In the animal kingdom,  chickens establish a pecking order very quickly.

“Pecking order rank determines the order in which chickens can access food, water, and dust-bathing areas…The good news is that, at least among a flock of chickens born and raised together, the pecking order is established early on and the birds live in relative harmony, with only minor skirmishes now and then to reinforce who is in charge.” http://modernfarmer.com/2016/03/pecking-order/

Not so on college campuses, where none of these students are born and raised together; and where there is a continual jousting and negotiation for social identity, for ways of validating one’s claim to privilege and dominance in the status hierarchy.

“Standing Out” vs. “Fitting In”

College is a test (and, possibly, a refutation) of the assumptions of equal opportunity, with its mix of cultures and backgrounds.  Students scramble, both for acceptance and distinction—for “standing out” and “fitting in.”   But while it does create opportunity for smart kids on scholarships,  college also represents a formidable challenge to their cultural competence and a substantial risk to their self-esteem.  Not surprisingly, minority students and students from working class backgrounds drop out in large numbers.

And for those for whom “fitting in” or being accepted by one’s more privileged peers becomes paramount, sex represents a way of establishing one’s status; and it also contains the possibility for both shaming and being shamed.

Uncertainty and Information

Insecurity is also driven by uncertainty and lack of information.   It used to be the case that many, if not most women went to college to get their “MRS.”    Now it is not at all clear which paths will most likely lead to success, however defined.  The role of college in finding the right path has become increasingly opaque.

Is it a matter of excelling academically, impressing your professors and going on to graduate or professional school (and possibly meeting a life partner there)?   Or hanging out /networking with peers of your own status of origin in the hope of making social connections that will be useful later?   Or writing that critical article that gets picked up and published in the Washington Post?

Shame and Social Control

Women–driven by insecurity, in the face of uncertainty and the absence of information, in close proximity with strangers all competing for goods perceived as scarce–use shame as a method of social control and manipulation, for the establishment and practice of dominance relations with other women.
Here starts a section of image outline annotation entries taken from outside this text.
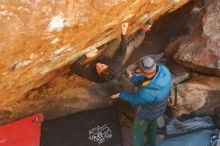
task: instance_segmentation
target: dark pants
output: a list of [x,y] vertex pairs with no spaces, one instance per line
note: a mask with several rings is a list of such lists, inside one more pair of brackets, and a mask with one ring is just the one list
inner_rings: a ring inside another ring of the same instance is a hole
[[156,146],[157,120],[136,117],[133,127],[133,146]]

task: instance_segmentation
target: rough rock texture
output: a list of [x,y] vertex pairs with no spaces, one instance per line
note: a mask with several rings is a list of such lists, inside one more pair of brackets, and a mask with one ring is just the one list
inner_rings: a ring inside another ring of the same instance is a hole
[[76,75],[58,76],[19,102],[0,107],[0,125],[39,112],[47,120],[109,106],[110,89]]
[[202,9],[195,8],[192,13],[196,17],[191,18],[194,23],[189,33],[170,43],[166,56],[191,70],[220,77],[219,10],[220,0]]
[[0,106],[19,101],[59,68],[189,0],[2,0]]
[[[177,116],[197,111],[213,115],[220,107],[220,78],[194,76],[188,82],[177,85]],[[174,90],[171,92],[174,105]]]

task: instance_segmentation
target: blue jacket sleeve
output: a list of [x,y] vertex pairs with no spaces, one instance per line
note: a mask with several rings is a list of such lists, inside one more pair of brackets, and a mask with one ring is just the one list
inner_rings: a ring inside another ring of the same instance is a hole
[[142,104],[146,104],[146,101],[144,98],[141,98],[139,96],[139,93],[128,93],[125,91],[121,91],[119,94],[119,97],[122,100],[125,100],[133,105],[142,105]]
[[140,81],[143,81],[144,80],[144,76],[136,76],[136,75],[133,75],[131,77],[131,82],[132,83],[137,83],[137,82],[140,82]]

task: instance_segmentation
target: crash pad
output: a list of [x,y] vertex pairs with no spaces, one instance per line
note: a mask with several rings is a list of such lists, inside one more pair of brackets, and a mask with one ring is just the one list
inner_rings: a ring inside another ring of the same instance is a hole
[[121,146],[114,107],[72,114],[42,124],[41,146]]
[[42,114],[0,126],[0,146],[39,146]]

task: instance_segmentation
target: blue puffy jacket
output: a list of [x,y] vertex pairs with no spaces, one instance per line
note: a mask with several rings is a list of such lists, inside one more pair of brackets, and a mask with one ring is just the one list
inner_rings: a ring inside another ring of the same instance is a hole
[[[136,93],[120,92],[120,98],[138,107],[137,116],[144,120],[155,120],[163,115],[171,89],[171,74],[162,64],[147,86],[140,86]],[[131,82],[144,81],[144,76],[132,76]]]

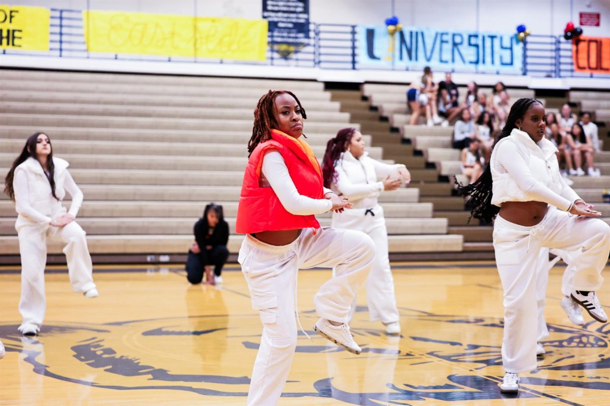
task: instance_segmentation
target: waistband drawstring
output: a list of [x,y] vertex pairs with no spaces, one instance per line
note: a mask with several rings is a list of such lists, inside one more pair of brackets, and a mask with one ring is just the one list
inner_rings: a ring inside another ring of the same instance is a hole
[[539,226],[536,226],[531,228],[529,230],[529,234],[528,236],[528,250],[526,252],[529,252],[529,244],[532,240],[532,236],[536,236],[538,231],[544,229],[544,225],[540,224]]

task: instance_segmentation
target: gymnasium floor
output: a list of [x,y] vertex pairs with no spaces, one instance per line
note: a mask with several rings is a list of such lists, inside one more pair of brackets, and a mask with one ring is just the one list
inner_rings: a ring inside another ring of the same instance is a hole
[[[0,268],[0,405],[245,404],[261,324],[236,266],[216,287],[189,285],[181,267],[101,266],[93,299],[49,268],[46,320],[34,339],[16,329],[18,269]],[[587,315],[582,327],[570,323],[559,307],[563,266],[550,277],[547,356],[522,375],[518,396],[497,387],[502,292],[493,263],[393,269],[402,336],[368,321],[363,292],[351,324],[361,355],[312,331],[312,298],[330,271],[300,273],[301,321],[312,340],[300,335],[279,405],[610,404],[610,325]],[[610,284],[599,293],[610,303]]]

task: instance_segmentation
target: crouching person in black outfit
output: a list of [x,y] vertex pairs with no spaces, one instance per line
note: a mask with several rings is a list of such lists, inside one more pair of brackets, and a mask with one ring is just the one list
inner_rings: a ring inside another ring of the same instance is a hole
[[[195,242],[187,259],[187,279],[192,284],[201,283],[205,271],[206,284],[222,283],[221,273],[229,257],[229,225],[224,221],[223,206],[214,203],[206,206],[203,217],[195,225],[194,232]],[[210,265],[214,265],[214,278]]]

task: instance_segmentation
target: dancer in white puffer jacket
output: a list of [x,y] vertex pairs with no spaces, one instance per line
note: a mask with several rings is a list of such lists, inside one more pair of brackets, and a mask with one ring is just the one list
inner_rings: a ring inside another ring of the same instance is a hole
[[[98,295],[85,231],[74,221],[82,192],[68,166],[66,161],[53,158],[49,137],[37,133],[27,139],[5,181],[4,192],[15,201],[19,214],[15,225],[21,258],[19,312],[23,321],[19,330],[26,335],[37,335],[45,318],[47,239],[66,244],[63,253],[73,290],[88,298]],[[62,205],[66,192],[72,197],[67,212]]]

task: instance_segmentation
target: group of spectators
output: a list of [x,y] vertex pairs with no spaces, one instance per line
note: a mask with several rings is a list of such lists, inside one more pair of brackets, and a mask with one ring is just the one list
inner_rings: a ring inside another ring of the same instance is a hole
[[[428,127],[448,127],[455,121],[452,147],[462,150],[462,173],[472,183],[489,161],[495,134],[504,127],[508,115],[510,97],[501,82],[495,84],[490,94],[471,82],[464,99],[459,99],[451,74],[446,73],[445,80],[435,83],[432,70],[426,66],[421,80],[412,83],[407,91],[409,124],[416,125],[420,116],[425,117],[424,125]],[[583,112],[579,121],[567,104],[559,113],[547,114],[547,136],[559,150],[564,177],[600,176],[594,166],[595,152],[600,150],[597,126],[591,118],[591,113]]]

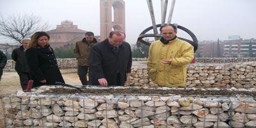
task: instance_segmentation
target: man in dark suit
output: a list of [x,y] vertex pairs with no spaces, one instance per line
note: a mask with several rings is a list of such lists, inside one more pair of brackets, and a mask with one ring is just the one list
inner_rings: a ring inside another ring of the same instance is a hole
[[101,86],[124,86],[132,66],[130,45],[125,34],[111,31],[109,37],[91,49],[89,63],[92,83]]
[[30,38],[22,39],[20,47],[15,49],[12,53],[12,58],[15,61],[15,70],[20,77],[20,85],[23,90],[26,90],[28,81],[30,79],[29,70],[25,56],[25,52],[29,42]]

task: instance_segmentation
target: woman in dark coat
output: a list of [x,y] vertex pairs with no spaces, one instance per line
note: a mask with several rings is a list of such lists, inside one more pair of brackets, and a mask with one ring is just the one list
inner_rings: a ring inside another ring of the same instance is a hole
[[33,88],[44,84],[55,84],[64,80],[58,67],[53,49],[49,45],[50,36],[44,31],[38,31],[31,36],[26,58],[29,68]]

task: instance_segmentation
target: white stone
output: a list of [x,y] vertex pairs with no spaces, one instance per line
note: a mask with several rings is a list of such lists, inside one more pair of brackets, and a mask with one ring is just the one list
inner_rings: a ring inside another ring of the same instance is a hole
[[240,123],[246,123],[249,122],[249,119],[247,118],[246,115],[240,113],[236,113],[236,114],[232,116],[232,120]]
[[163,101],[148,101],[145,103],[146,106],[149,107],[160,107],[165,106],[166,103]]
[[180,120],[184,124],[191,124],[196,123],[197,118],[191,115],[184,115],[180,118]]
[[256,120],[256,114],[246,114],[246,116],[249,120]]
[[141,124],[142,122],[148,122],[150,121],[149,119],[148,118],[139,118],[138,120],[132,122],[132,123],[131,123],[131,124]]
[[195,126],[196,127],[210,127],[211,126],[213,125],[213,123],[212,122],[197,122],[196,123],[195,123],[193,124],[194,126]]
[[118,116],[118,119],[120,122],[125,121],[125,120],[127,120],[131,119],[131,118],[132,118],[132,117],[129,115],[124,115]]
[[228,128],[230,127],[228,124],[227,124],[225,122],[218,122],[214,123],[214,125],[213,125],[214,128]]
[[40,106],[51,106],[54,104],[56,101],[52,100],[51,98],[40,99],[37,104]]
[[176,115],[172,115],[167,118],[167,123],[168,124],[180,124],[180,120]]
[[219,115],[219,118],[222,122],[225,122],[229,118],[229,116],[226,113],[221,113]]
[[119,128],[134,128],[132,125],[128,124],[125,122],[122,122],[119,125]]
[[40,111],[33,108],[30,108],[29,112],[31,113],[31,117],[34,118],[41,118],[42,116]]
[[131,107],[141,107],[144,106],[144,102],[140,100],[131,100],[130,102],[130,106]]
[[203,106],[197,104],[190,103],[188,107],[181,107],[180,110],[198,110],[202,108]]
[[17,92],[17,97],[27,97],[28,94],[24,92],[21,91],[21,90],[19,90]]
[[198,117],[204,117],[209,114],[209,109],[207,108],[202,108],[199,110],[195,110],[192,112],[194,115]]
[[65,120],[66,122],[70,122],[72,123],[74,123],[78,120],[78,118],[77,116],[63,116],[61,118],[63,118],[63,120]]
[[[58,123],[52,123],[52,122],[45,122],[44,123],[44,127],[56,127],[59,124]],[[41,125],[42,126],[42,125]]]
[[49,122],[54,123],[60,123],[62,122],[62,119],[55,115],[50,115],[46,116],[46,120]]
[[79,111],[77,108],[74,108],[72,107],[64,107],[63,110],[66,111]]
[[198,120],[204,122],[217,122],[218,116],[212,114],[209,114],[204,117],[198,118]]
[[31,118],[29,118],[29,119],[24,120],[23,123],[26,126],[30,126],[30,125],[32,125],[32,124],[33,124],[33,120]]
[[149,101],[151,100],[151,98],[148,96],[138,96],[138,99],[143,101]]
[[80,99],[79,103],[81,106],[86,109],[93,109],[99,105],[98,102],[90,99]]
[[236,121],[232,121],[232,123],[230,122],[230,125],[232,127],[236,127],[236,128],[244,127],[244,124],[240,123],[240,122],[236,122]]
[[156,114],[161,114],[165,113],[166,111],[169,111],[171,109],[170,107],[167,106],[163,106],[161,107],[158,107],[156,109]]
[[72,126],[72,124],[68,122],[61,122],[61,123],[59,124],[59,126],[64,127],[70,127]]
[[61,116],[64,115],[63,111],[57,104],[55,104],[54,105],[52,106],[52,109],[53,113],[54,113],[54,115],[57,116]]
[[149,116],[154,115],[154,113],[151,111],[143,110],[141,109],[137,109],[135,110],[135,115],[137,117],[145,118]]
[[97,109],[98,111],[102,111],[106,109],[111,110],[114,109],[114,107],[115,105],[113,104],[103,103],[97,107]]
[[251,120],[245,124],[245,125],[247,127],[255,127],[256,126],[256,120]]
[[223,111],[227,111],[229,109],[229,106],[227,102],[223,102],[222,104],[222,109]]
[[65,102],[64,105],[67,107],[73,107],[73,106],[77,106],[79,104],[78,104],[77,101],[75,100],[67,100]]
[[52,109],[49,109],[49,108],[42,109],[40,111],[41,111],[40,113],[42,113],[42,115],[43,115],[44,116],[47,116],[49,115],[52,113]]
[[72,124],[75,127],[87,127],[88,121],[86,120],[78,120]]
[[221,108],[210,108],[210,111],[211,113],[213,115],[216,115],[217,113],[221,113],[224,112]]
[[113,119],[104,118],[101,123],[107,128],[118,128],[116,122]]
[[99,127],[101,124],[101,120],[94,120],[88,122],[88,127]]
[[131,115],[131,116],[132,116],[132,117],[136,117],[136,114],[135,114],[135,112],[134,111],[129,110],[129,109],[125,109],[124,112],[126,114],[127,114],[129,115]]
[[170,100],[166,102],[166,104],[168,106],[170,107],[173,107],[173,108],[180,108],[180,104],[176,101],[173,101],[171,102]]
[[84,114],[81,113],[78,115],[77,118],[85,120],[92,120],[96,118],[95,114]]
[[65,116],[77,116],[79,114],[79,113],[77,111],[66,111],[65,113]]
[[79,108],[79,111],[81,111],[83,113],[93,113],[96,112],[96,109],[85,109],[84,108]]
[[218,108],[221,107],[221,103],[220,102],[205,102],[204,104],[204,106],[206,108]]
[[129,107],[129,104],[126,102],[118,102],[118,108],[122,109],[125,109]]

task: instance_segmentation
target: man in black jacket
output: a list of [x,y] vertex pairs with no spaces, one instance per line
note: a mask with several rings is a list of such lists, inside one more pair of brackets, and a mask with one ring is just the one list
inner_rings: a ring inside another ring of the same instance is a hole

Men, of course, have their dominance rituals too; in which attractive young women are used as instruments to gauge their own social success and approval by their peers.  But women, until recently (with the exception of a highly privileged few—e.g. Catherine the Great and her ilk) , have not had the freedom and the power to use men as instruments, to be used and discarded, in the same way that men have used women.    Campus sex has become a skirmish not only in wars among women, but in the war of all against all.

Writing Prompt:  

Did status competition affect your own college experience?  In what way?  How did you deal with it?  If you had it to do over, what would you do differently?